SHIRLEY MANSON, GARBAGE

Scotland is a country that’s as valid as any other – and we’ve produced some seminal artists. Very memorable artists, and nobody’s ever sounded like them. I think that’s pretty incredible. There’s a bunch you could name, but to me Cocteau Twins are an absolute pearl because if you play those records today they still sound really modern. And they’re beautiful, and they influenced a lot of people, even if you listen to someone like Warpaint… or the new Garbage record!

I remember going to Niagara Falls, and allegedly there’s an Elvis Presley Museum. We went in and there was literally a flamboyant jacket – and on closer inspection it would say, “this is the kind of jacket Elvis Presley might have worn …”

So a lot of care has to go into the curation. That’s where they have to be careful, because you can go in to a Hard Rock Cafe in any big city and get your fill of guitars and gold discs. I went to a Patti Smith exhibition in Paris a few years ago and it was all films and photographs and lyric sheets. It was amazing. Multi-media is key.

And, excuse me, but The Beatles – one of the most influential bands of all time – had a Scotsman in their midst. Stuart Sutcliffe was born in Edinburgh. So that is worthy of an honourable mention in this hall of fame.

DONOVAN

It was a singular honour to be nominated for this year’s Rock And Roll Hall Of Fame in Cleveland. I think something like this Glasgow hall of fame is very important because although the Scottish musician/artist/performer may not still live in Scotland, he still feels he’s from Scotland. Also, there are others that may not have been born in Scotland but they have Scottish ancestry. The ships on the Clyde took so many of us abroad – Scots have influenced the world in all fields.

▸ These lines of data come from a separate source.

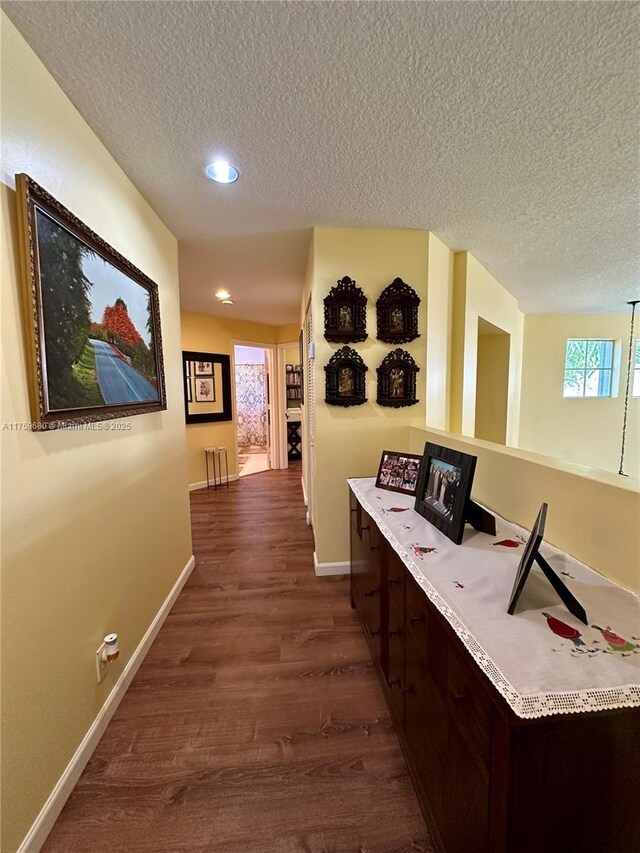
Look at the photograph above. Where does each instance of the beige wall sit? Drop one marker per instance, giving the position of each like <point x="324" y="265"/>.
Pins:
<point x="348" y="442"/>
<point x="477" y="294"/>
<point x="583" y="430"/>
<point x="438" y="333"/>
<point x="81" y="510"/>
<point x="206" y="333"/>
<point x="592" y="516"/>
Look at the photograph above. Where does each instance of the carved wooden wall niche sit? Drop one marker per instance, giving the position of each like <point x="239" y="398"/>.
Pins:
<point x="345" y="379"/>
<point x="397" y="380"/>
<point x="345" y="313"/>
<point x="397" y="309"/>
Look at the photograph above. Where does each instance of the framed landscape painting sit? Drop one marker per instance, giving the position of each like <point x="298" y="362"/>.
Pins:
<point x="94" y="320"/>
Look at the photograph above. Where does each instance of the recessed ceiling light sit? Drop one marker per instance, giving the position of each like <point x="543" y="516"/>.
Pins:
<point x="221" y="172"/>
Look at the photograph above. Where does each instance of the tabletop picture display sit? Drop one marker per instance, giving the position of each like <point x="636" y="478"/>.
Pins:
<point x="444" y="489"/>
<point x="398" y="472"/>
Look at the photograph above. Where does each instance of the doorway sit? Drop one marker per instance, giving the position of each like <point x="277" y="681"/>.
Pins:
<point x="492" y="382"/>
<point x="252" y="409"/>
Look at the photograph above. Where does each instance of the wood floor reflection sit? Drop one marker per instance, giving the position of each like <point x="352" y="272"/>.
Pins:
<point x="256" y="723"/>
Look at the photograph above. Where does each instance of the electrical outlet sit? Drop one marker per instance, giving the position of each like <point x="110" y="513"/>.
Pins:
<point x="101" y="664"/>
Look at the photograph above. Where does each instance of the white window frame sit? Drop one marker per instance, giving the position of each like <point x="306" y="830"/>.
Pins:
<point x="614" y="370"/>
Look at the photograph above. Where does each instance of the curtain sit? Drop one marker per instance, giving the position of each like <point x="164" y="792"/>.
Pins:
<point x="251" y="399"/>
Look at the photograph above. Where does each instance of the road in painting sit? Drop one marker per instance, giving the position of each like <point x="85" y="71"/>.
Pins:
<point x="98" y="326"/>
<point x="119" y="381"/>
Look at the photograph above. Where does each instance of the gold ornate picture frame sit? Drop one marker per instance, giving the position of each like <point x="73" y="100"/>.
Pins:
<point x="93" y="320"/>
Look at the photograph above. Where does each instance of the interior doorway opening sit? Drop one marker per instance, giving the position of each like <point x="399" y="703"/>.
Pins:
<point x="252" y="409"/>
<point x="492" y="382"/>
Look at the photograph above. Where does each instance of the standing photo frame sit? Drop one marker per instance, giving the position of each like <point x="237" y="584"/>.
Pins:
<point x="93" y="320"/>
<point x="398" y="472"/>
<point x="532" y="555"/>
<point x="444" y="489"/>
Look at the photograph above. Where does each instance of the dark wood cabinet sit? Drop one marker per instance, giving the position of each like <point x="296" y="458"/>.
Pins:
<point x="488" y="781"/>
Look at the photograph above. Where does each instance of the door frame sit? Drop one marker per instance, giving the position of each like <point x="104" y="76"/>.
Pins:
<point x="281" y="368"/>
<point x="273" y="395"/>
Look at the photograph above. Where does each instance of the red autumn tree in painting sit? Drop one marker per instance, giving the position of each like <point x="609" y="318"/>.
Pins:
<point x="118" y="329"/>
<point x="117" y="322"/>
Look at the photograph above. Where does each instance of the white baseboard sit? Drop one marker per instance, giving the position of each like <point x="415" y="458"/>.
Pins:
<point x="48" y="815"/>
<point x="323" y="569"/>
<point x="193" y="487"/>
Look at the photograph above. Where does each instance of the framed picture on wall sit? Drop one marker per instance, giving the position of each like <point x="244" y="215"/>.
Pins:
<point x="205" y="389"/>
<point x="444" y="488"/>
<point x="398" y="472"/>
<point x="202" y="368"/>
<point x="93" y="321"/>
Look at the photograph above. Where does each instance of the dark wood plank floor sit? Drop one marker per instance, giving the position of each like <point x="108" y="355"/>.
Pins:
<point x="256" y="723"/>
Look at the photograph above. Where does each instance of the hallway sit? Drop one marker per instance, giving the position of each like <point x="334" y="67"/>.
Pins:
<point x="256" y="723"/>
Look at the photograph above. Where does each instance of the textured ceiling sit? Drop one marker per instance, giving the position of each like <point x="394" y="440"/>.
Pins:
<point x="508" y="129"/>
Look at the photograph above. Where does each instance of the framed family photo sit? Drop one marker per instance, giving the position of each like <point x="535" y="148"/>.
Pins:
<point x="444" y="489"/>
<point x="94" y="320"/>
<point x="398" y="472"/>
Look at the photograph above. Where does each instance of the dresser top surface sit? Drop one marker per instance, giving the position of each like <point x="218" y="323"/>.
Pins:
<point x="541" y="659"/>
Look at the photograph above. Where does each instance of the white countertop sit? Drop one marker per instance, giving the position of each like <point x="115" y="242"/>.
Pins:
<point x="538" y="670"/>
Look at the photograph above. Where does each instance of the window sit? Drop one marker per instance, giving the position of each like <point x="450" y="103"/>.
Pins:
<point x="588" y="368"/>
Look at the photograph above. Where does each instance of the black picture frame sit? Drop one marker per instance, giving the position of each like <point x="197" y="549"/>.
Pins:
<point x="397" y="380"/>
<point x="444" y="488"/>
<point x="345" y="313"/>
<point x="532" y="555"/>
<point x="398" y="472"/>
<point x="93" y="320"/>
<point x="397" y="313"/>
<point x="345" y="379"/>
<point x="221" y="364"/>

I’d like to see the great Bert Jansch featured. His influence is huge, stretching around the world, especially to the American singer-songwriters, and to myself. He was born in Scotland, like I was; he moved away later in life and I moved at 10, but that didn’t make me any less Scottish.

Strangely enough, this year I’m honouring another extraordinary singer-songwriter who has influenced everybody who has written songs in the last 70 years. He wasn’t born in Scotland but his ancestry is very clear: this is the great Woody Guthrie. His family go all the way back, and a castle still exists, called Guthrie Castle. Woody Guthrie sang Scottish songs when he was a boy.